The board is tightly packed at the start of the game. As more pieces are captured, the board frees up, often allowing multiple captures to take place in a single move.

Two or more players can compete in this variant, but if there are more than six players, not everyone will get a fair turn.

This variant resembles the game Leap Frog. The main difference being that in Leap Frog, the board is a square board.

=== Diamond game ===

Diamond gameboard with 73 playing spaces

Diamond game (ダイヤモンドゲーム) is a variant of Chinese checkers played in South Korea and Japan. It uses the same jump rule as in Chinese checkers. The aim of the game is to enter all one's pieces into the star corner on the opposite side of the board, before opponents do the same. Each player has ten or fifteen pieces. Ten-piece diamond uses a smaller gameboard than Chinese checkers, with 73 spaces. Fifteen-piece diamond uses the same board as in Chinese checkers, with 121 spaces. To play diamond, each player selects one color and places their 10 or 15 pieces on a triangle. Two or three players can compete.

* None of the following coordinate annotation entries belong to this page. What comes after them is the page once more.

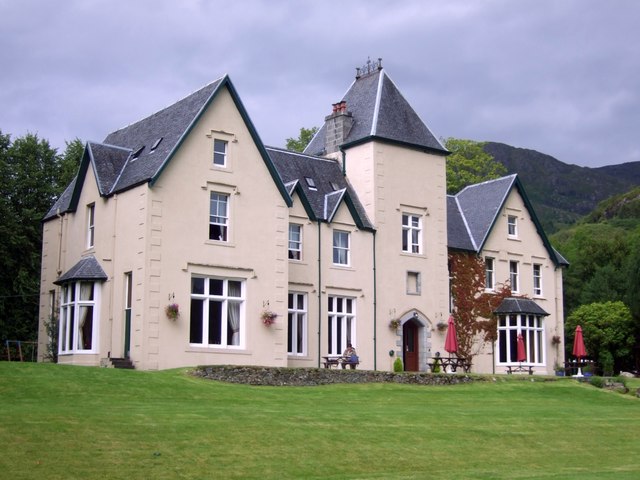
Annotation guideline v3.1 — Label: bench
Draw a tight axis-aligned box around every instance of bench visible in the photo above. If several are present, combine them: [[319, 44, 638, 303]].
[[507, 365, 533, 375]]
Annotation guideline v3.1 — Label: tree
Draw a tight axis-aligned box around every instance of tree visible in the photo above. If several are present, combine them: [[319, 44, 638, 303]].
[[445, 137, 507, 194], [0, 132, 79, 340], [565, 301, 635, 370], [449, 252, 511, 361], [287, 127, 318, 152]]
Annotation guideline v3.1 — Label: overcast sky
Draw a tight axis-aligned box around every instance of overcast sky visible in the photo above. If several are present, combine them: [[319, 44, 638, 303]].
[[0, 0, 640, 167]]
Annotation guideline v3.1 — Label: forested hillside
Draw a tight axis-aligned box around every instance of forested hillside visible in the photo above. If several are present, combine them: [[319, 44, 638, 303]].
[[484, 142, 640, 233]]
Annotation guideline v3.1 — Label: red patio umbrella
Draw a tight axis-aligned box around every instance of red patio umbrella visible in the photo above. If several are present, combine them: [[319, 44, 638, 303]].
[[517, 333, 527, 363], [573, 325, 587, 377], [444, 315, 458, 353]]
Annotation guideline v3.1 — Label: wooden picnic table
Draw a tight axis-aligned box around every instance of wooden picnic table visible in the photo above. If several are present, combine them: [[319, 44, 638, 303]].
[[322, 355, 360, 369]]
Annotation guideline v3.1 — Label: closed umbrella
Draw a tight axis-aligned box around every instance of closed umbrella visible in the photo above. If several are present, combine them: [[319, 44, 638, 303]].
[[444, 315, 458, 372], [444, 316, 458, 353], [573, 325, 587, 377], [516, 333, 527, 363]]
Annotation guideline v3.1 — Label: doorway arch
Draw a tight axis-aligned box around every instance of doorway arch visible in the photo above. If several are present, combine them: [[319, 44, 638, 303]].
[[402, 311, 431, 372]]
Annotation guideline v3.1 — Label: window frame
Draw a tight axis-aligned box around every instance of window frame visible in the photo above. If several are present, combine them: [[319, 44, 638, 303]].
[[287, 223, 302, 261], [531, 263, 542, 297], [87, 202, 96, 249], [496, 313, 546, 366], [402, 212, 422, 255], [509, 260, 520, 293], [332, 230, 351, 267], [484, 257, 496, 291], [212, 137, 229, 168], [507, 215, 518, 238], [189, 274, 246, 350], [209, 190, 231, 243], [327, 295, 357, 355], [287, 292, 308, 357], [58, 280, 100, 355]]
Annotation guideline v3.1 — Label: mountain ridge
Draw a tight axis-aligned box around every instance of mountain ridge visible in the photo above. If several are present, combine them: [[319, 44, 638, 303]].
[[483, 142, 640, 233]]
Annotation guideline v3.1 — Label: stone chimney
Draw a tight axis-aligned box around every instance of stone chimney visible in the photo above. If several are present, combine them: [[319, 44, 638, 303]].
[[324, 100, 353, 154]]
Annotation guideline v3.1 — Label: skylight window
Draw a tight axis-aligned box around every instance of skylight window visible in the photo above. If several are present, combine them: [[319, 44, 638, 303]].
[[304, 177, 318, 190], [151, 137, 163, 152], [131, 145, 144, 161]]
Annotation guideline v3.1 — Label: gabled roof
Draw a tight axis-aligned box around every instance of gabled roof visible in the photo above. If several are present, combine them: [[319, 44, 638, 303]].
[[267, 147, 374, 230], [44, 75, 291, 220], [447, 174, 569, 266], [305, 67, 449, 155], [53, 255, 108, 285]]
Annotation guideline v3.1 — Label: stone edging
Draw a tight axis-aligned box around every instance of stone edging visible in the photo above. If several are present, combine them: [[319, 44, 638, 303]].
[[190, 365, 488, 386]]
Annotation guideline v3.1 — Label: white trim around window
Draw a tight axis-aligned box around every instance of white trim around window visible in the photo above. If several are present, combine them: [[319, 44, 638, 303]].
[[507, 215, 518, 238], [189, 275, 246, 348], [509, 260, 520, 292], [287, 292, 307, 356], [532, 263, 542, 297], [209, 192, 229, 242], [58, 281, 100, 355], [327, 295, 357, 355], [333, 230, 351, 267], [213, 138, 229, 168], [496, 313, 545, 365], [87, 203, 96, 248], [288, 223, 302, 260], [402, 213, 422, 254], [484, 257, 496, 290]]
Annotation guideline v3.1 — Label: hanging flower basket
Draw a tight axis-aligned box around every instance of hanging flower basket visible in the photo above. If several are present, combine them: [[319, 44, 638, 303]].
[[260, 310, 278, 327], [164, 303, 180, 320]]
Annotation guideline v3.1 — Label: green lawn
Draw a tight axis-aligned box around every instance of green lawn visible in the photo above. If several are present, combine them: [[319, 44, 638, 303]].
[[0, 362, 640, 480]]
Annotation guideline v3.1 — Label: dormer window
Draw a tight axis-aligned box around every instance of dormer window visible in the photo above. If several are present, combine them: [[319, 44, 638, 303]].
[[507, 215, 518, 238], [213, 138, 228, 167], [304, 177, 318, 190]]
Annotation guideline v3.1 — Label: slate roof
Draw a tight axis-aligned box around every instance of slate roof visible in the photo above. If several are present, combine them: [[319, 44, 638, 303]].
[[104, 77, 226, 192], [53, 255, 107, 285], [493, 297, 549, 316], [305, 68, 449, 155], [43, 75, 291, 221], [266, 147, 374, 230], [447, 174, 569, 266]]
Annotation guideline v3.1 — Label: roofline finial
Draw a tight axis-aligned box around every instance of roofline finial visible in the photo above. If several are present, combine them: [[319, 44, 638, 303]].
[[356, 57, 382, 79]]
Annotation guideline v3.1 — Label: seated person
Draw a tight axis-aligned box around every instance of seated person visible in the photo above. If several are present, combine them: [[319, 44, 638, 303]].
[[340, 343, 359, 369]]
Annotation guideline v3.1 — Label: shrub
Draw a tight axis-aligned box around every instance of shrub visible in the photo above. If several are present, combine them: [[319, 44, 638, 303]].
[[393, 357, 404, 372]]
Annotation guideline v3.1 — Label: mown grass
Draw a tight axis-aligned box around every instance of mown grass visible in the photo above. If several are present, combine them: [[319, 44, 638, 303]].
[[0, 362, 640, 479]]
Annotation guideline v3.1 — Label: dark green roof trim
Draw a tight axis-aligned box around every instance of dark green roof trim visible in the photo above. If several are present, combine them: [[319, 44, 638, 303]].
[[290, 180, 318, 222], [149, 75, 293, 207], [336, 190, 376, 232], [478, 175, 568, 267], [65, 143, 91, 213], [340, 135, 451, 157]]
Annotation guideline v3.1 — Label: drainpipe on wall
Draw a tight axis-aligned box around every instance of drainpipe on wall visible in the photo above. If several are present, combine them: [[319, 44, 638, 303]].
[[318, 220, 322, 368], [373, 230, 378, 370]]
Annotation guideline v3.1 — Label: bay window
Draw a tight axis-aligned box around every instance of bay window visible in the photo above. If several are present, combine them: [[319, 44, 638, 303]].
[[189, 277, 245, 347], [327, 295, 356, 355], [58, 281, 99, 354], [497, 313, 544, 365]]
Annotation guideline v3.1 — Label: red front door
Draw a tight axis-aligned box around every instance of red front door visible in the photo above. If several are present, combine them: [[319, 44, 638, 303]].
[[402, 320, 420, 372]]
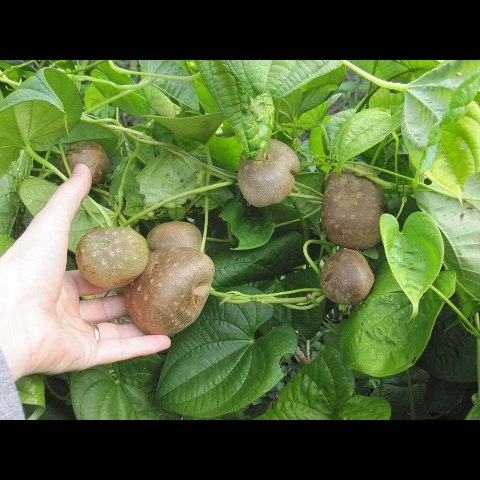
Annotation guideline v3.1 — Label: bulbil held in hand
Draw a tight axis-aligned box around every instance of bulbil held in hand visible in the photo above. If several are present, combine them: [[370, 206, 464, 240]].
[[57, 142, 110, 184], [75, 227, 150, 290], [320, 248, 375, 305], [125, 246, 215, 336], [237, 138, 300, 207], [321, 165, 388, 249]]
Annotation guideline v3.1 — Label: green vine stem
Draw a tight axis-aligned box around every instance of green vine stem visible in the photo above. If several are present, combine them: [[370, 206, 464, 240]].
[[113, 142, 141, 219], [122, 181, 235, 227], [210, 287, 325, 310], [428, 285, 480, 342], [339, 60, 408, 92], [473, 312, 480, 405]]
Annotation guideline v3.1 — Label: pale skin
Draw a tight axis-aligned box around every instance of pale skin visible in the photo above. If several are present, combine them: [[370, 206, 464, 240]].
[[0, 164, 171, 381]]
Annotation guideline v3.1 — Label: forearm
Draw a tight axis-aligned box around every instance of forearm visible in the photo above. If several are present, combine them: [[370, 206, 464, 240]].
[[0, 344, 25, 420]]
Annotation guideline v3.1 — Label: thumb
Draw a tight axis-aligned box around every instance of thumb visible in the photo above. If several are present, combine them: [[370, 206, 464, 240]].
[[25, 163, 92, 240]]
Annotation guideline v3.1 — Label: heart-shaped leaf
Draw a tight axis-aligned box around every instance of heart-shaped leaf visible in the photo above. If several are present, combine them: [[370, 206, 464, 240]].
[[340, 262, 455, 377], [157, 288, 297, 418], [380, 212, 443, 318], [258, 345, 390, 420], [0, 68, 83, 175], [70, 355, 178, 420]]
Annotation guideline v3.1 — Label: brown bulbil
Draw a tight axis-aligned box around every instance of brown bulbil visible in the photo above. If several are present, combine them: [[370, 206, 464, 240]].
[[75, 227, 150, 290], [57, 142, 110, 184], [237, 138, 300, 207], [124, 246, 215, 336], [321, 165, 388, 249], [320, 249, 375, 305], [147, 221, 203, 250]]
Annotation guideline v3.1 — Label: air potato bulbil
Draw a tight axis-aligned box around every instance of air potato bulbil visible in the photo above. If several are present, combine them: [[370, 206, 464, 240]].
[[237, 138, 300, 207], [124, 246, 215, 336], [320, 165, 388, 249], [320, 248, 375, 305]]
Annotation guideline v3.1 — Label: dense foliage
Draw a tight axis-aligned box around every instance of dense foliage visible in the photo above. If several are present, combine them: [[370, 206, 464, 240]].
[[0, 60, 480, 420]]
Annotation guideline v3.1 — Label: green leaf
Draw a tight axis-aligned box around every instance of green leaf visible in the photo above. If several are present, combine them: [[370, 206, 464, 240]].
[[257, 346, 390, 420], [380, 212, 443, 318], [402, 60, 480, 170], [0, 233, 15, 257], [219, 198, 275, 250], [425, 102, 480, 201], [338, 395, 392, 420], [212, 232, 304, 289], [197, 60, 275, 159], [333, 108, 402, 173], [0, 167, 20, 235], [138, 60, 200, 112], [19, 177, 113, 252], [223, 60, 341, 100], [208, 135, 242, 173], [15, 374, 45, 407], [157, 288, 297, 419], [417, 297, 478, 383], [0, 68, 83, 175], [340, 262, 455, 377], [145, 112, 225, 143], [465, 402, 480, 420], [415, 173, 480, 317], [137, 150, 198, 219], [89, 62, 150, 117], [70, 355, 178, 420]]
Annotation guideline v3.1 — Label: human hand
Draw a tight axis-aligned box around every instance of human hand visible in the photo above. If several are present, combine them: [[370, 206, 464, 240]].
[[0, 164, 171, 381]]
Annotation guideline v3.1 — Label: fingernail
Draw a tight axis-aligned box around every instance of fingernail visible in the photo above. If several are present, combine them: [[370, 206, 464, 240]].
[[72, 163, 87, 177]]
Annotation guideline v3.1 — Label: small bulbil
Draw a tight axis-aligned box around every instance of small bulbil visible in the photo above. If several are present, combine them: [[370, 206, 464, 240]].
[[57, 142, 110, 184], [320, 248, 375, 305], [321, 165, 388, 250], [237, 138, 300, 207]]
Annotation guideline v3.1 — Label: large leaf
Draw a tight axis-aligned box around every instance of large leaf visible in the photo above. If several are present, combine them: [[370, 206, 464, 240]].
[[425, 102, 480, 201], [340, 262, 455, 377], [417, 298, 478, 383], [402, 60, 480, 170], [224, 60, 340, 100], [380, 212, 443, 318], [86, 62, 150, 117], [197, 60, 275, 159], [70, 355, 178, 420], [0, 68, 82, 175], [157, 288, 297, 418], [257, 346, 390, 420], [20, 177, 113, 252], [212, 232, 304, 290], [415, 173, 480, 317]]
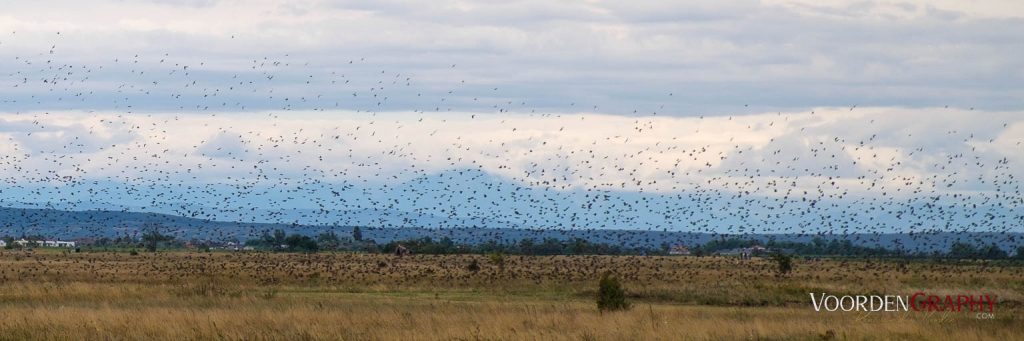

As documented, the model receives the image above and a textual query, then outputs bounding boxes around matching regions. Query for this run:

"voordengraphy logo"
[810,292,996,318]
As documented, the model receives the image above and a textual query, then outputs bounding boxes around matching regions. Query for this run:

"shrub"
[772,252,793,275]
[597,271,630,312]
[489,252,505,271]
[466,259,480,272]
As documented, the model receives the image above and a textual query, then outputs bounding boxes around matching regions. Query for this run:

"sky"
[0,0,1024,232]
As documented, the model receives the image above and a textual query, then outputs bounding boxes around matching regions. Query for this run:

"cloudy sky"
[0,0,1024,232]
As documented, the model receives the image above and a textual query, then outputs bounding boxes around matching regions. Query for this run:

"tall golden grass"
[0,251,1024,340]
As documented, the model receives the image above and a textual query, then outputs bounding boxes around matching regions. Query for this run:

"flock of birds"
[0,32,1024,249]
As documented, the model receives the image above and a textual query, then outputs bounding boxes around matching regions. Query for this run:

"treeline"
[0,227,1024,260]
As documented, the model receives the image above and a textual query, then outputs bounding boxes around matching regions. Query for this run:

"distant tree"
[285,233,319,253]
[142,224,174,252]
[597,271,630,312]
[772,252,793,276]
[316,231,341,250]
[352,226,362,242]
[489,252,505,271]
[978,243,1009,259]
[466,258,480,272]
[947,242,978,259]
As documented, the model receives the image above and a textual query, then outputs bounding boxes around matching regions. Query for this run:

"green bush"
[597,271,630,312]
[772,252,793,276]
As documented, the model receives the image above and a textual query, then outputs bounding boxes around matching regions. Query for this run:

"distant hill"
[0,204,1024,252]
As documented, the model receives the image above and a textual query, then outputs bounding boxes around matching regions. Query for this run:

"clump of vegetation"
[488,252,505,271]
[771,252,793,276]
[597,271,630,312]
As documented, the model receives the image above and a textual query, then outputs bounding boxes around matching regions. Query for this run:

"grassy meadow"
[0,250,1024,340]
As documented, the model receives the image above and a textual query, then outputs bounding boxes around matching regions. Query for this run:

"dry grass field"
[0,250,1024,340]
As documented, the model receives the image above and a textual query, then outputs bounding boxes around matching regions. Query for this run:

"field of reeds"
[0,250,1024,340]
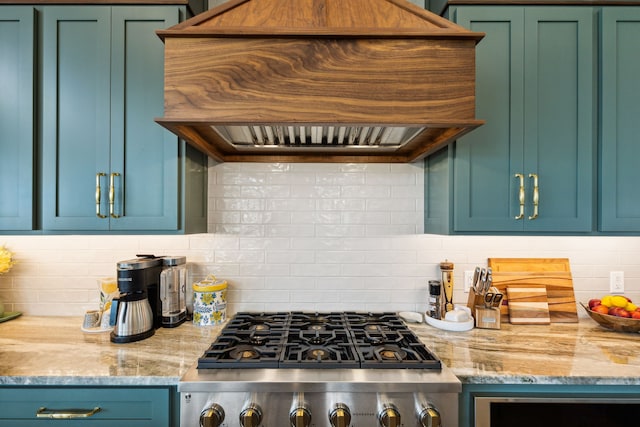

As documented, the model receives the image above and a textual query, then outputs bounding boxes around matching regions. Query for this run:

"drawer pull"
[515,173,524,219]
[96,172,107,218]
[36,406,100,419]
[529,173,540,219]
[109,172,120,218]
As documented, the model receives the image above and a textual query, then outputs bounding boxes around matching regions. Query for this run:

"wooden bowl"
[580,303,640,332]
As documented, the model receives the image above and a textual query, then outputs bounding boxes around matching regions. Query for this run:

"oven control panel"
[180,392,458,427]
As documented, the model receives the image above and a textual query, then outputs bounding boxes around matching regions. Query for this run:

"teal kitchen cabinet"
[425,6,597,234]
[0,6,36,230]
[0,387,177,427]
[41,6,206,232]
[599,7,640,233]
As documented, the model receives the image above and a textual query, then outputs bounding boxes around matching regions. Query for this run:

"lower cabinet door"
[0,387,171,427]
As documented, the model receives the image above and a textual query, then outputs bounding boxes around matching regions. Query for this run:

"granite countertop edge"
[0,316,640,387]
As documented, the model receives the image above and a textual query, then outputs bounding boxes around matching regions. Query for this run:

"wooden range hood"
[156,0,484,163]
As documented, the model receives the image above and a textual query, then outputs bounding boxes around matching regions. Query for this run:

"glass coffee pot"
[160,256,187,328]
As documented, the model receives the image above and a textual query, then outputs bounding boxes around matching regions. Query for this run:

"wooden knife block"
[467,288,484,317]
[467,288,500,329]
[475,305,500,329]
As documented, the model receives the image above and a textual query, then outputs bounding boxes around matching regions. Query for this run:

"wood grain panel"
[507,287,551,325]
[488,258,578,323]
[156,0,484,162]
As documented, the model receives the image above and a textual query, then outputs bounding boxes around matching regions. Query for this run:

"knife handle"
[515,173,524,219]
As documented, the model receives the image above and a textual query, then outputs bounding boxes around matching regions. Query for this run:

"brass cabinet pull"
[36,406,104,418]
[515,173,524,219]
[96,172,107,218]
[109,172,120,218]
[529,173,540,219]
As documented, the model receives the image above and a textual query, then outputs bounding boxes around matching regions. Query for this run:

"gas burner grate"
[198,312,442,370]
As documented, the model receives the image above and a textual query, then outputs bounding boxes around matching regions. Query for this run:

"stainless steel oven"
[178,312,461,427]
[474,395,640,427]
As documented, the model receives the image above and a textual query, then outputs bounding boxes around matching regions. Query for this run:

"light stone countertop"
[412,318,640,385]
[0,315,221,386]
[0,316,640,386]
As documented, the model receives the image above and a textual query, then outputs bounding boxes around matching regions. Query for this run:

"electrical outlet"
[609,271,624,294]
[464,270,473,293]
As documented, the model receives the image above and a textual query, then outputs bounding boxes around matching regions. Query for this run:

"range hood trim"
[156,118,484,163]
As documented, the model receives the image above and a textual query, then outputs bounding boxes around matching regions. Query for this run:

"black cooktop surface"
[198,312,442,369]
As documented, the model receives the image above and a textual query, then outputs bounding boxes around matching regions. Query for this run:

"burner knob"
[378,404,400,427]
[240,403,262,427]
[329,403,351,427]
[200,403,224,427]
[289,406,311,427]
[418,403,442,427]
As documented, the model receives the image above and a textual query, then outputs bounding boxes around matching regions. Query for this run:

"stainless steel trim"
[178,364,462,393]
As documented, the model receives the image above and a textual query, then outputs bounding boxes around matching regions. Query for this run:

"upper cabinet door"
[444,6,597,233]
[600,7,640,233]
[523,7,597,232]
[0,6,35,230]
[110,7,180,230]
[452,7,524,232]
[42,6,111,230]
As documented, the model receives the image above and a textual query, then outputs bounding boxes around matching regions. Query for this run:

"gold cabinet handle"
[36,406,100,418]
[529,173,540,219]
[109,172,120,218]
[515,173,524,219]
[96,172,107,218]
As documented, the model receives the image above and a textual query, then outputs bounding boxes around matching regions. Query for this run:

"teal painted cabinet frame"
[425,6,596,234]
[599,7,640,233]
[0,386,174,427]
[42,6,188,230]
[0,6,36,230]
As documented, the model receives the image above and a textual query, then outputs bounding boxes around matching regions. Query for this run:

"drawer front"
[0,387,170,427]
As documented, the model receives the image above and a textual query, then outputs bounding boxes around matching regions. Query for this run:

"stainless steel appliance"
[111,256,162,343]
[473,391,640,427]
[160,256,187,328]
[178,312,461,427]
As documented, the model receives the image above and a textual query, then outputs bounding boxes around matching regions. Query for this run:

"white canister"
[193,275,227,326]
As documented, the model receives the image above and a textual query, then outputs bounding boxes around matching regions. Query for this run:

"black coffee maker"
[110,255,162,343]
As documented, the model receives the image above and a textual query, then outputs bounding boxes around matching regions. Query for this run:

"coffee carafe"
[111,256,162,343]
[160,256,187,328]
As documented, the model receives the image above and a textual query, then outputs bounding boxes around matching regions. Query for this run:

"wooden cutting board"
[488,258,578,323]
[507,286,551,325]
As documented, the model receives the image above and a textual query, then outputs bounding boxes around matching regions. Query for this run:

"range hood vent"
[156,0,484,163]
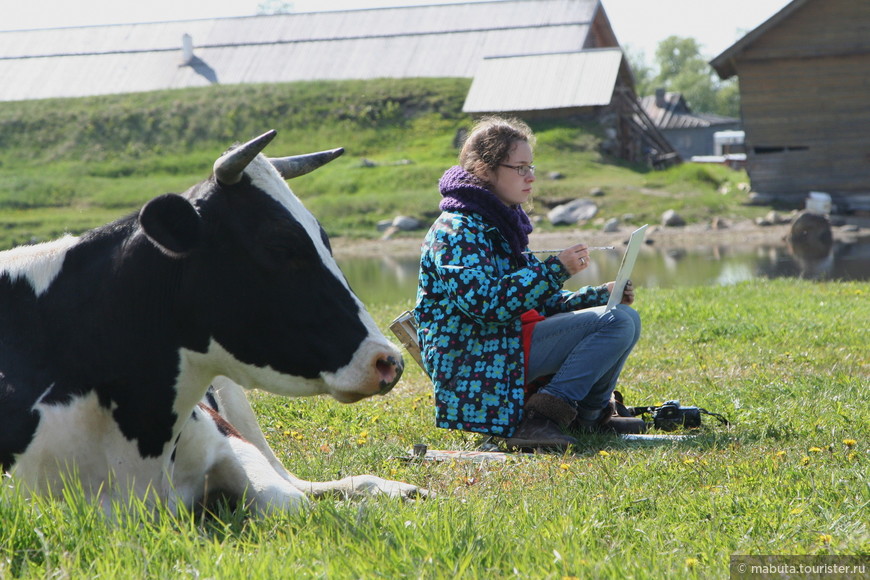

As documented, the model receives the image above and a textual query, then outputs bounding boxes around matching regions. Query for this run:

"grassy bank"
[0,79,764,249]
[0,280,870,579]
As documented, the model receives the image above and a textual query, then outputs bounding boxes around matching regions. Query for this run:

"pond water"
[338,242,870,304]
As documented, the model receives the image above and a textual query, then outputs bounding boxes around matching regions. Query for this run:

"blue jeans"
[526,304,640,421]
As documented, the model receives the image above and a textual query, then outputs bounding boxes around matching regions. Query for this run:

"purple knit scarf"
[438,165,532,264]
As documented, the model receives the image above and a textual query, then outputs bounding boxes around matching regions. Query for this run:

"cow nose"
[375,355,405,395]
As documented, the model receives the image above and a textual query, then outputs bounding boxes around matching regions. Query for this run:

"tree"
[630,36,740,117]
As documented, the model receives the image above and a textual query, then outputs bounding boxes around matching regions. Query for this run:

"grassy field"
[0,79,766,249]
[0,280,870,579]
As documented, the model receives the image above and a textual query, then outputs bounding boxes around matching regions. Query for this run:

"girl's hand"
[556,244,589,276]
[607,280,634,306]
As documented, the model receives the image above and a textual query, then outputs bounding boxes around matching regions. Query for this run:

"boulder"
[662,209,686,228]
[547,199,598,225]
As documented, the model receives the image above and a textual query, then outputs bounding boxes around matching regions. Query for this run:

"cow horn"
[269,147,344,179]
[214,129,278,185]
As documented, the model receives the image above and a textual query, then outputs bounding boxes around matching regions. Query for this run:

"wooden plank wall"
[738,0,870,202]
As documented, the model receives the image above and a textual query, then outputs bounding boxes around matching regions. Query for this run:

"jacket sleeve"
[427,215,568,324]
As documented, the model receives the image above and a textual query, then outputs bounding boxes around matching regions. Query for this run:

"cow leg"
[172,405,308,513]
[212,377,428,498]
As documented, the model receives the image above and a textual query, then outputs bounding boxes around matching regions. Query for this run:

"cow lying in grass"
[0,131,425,511]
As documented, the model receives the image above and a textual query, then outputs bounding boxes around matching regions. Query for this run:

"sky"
[0,0,790,63]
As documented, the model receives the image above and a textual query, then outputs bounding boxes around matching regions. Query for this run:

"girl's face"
[489,141,535,205]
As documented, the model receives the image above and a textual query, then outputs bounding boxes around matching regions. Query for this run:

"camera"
[651,401,701,431]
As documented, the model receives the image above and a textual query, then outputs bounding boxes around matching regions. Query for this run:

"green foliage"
[0,79,761,248]
[629,36,740,117]
[0,279,870,580]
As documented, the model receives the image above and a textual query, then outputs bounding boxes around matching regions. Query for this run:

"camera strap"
[614,391,731,427]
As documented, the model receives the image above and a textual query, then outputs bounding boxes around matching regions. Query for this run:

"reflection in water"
[338,242,870,304]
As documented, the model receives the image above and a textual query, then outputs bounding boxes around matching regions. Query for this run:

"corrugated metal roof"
[462,48,622,113]
[0,0,602,101]
[640,92,740,130]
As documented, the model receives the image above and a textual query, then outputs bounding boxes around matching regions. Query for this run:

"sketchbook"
[604,224,649,312]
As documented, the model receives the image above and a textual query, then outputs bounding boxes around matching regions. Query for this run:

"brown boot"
[505,393,577,451]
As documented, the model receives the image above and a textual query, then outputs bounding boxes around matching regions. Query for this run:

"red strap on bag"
[520,308,546,395]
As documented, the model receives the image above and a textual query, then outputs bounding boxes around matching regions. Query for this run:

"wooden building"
[640,89,741,161]
[710,0,870,212]
[0,0,670,168]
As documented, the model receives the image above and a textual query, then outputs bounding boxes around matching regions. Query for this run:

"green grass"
[0,280,870,579]
[0,79,765,249]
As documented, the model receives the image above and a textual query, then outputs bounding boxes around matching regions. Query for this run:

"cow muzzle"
[324,340,405,403]
[375,355,405,395]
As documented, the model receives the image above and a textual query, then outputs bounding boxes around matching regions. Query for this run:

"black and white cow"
[0,131,425,511]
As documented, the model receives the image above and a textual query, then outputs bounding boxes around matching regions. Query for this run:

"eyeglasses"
[499,163,535,177]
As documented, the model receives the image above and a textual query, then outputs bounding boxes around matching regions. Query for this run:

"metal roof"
[0,0,603,101]
[462,48,622,113]
[640,92,740,130]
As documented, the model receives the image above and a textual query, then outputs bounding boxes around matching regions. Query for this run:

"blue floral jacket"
[414,212,609,437]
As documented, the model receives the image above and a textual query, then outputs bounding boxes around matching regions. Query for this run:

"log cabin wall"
[713,0,870,209]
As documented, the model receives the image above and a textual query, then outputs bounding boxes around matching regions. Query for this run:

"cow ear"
[139,193,200,258]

Usually, there are one "king piece" (王駒) and 14 common pieces (子駒) on each side. The king piece is the piece at the apex of each area and can jump over the common pieces, but the common pieces cannot jump over the king piece.

=== Yin and Yang ===
In Yin and Yang, only two players compete and as in chess, Go, and Othello, only the black and the white marbles are used. For more interesting play, at the start of the game, the triangle placement of the opponents' marbles does not have to be 180 degrees in opposition.

=== Order Out of Chaos ===
Two or more players select their coloured marbles and then those marbles are randomly placed in the centre of the board. The object of the game is then for the players to move their marbles out of the chaos to their home corners, creating order; the reverse of half a traditional game.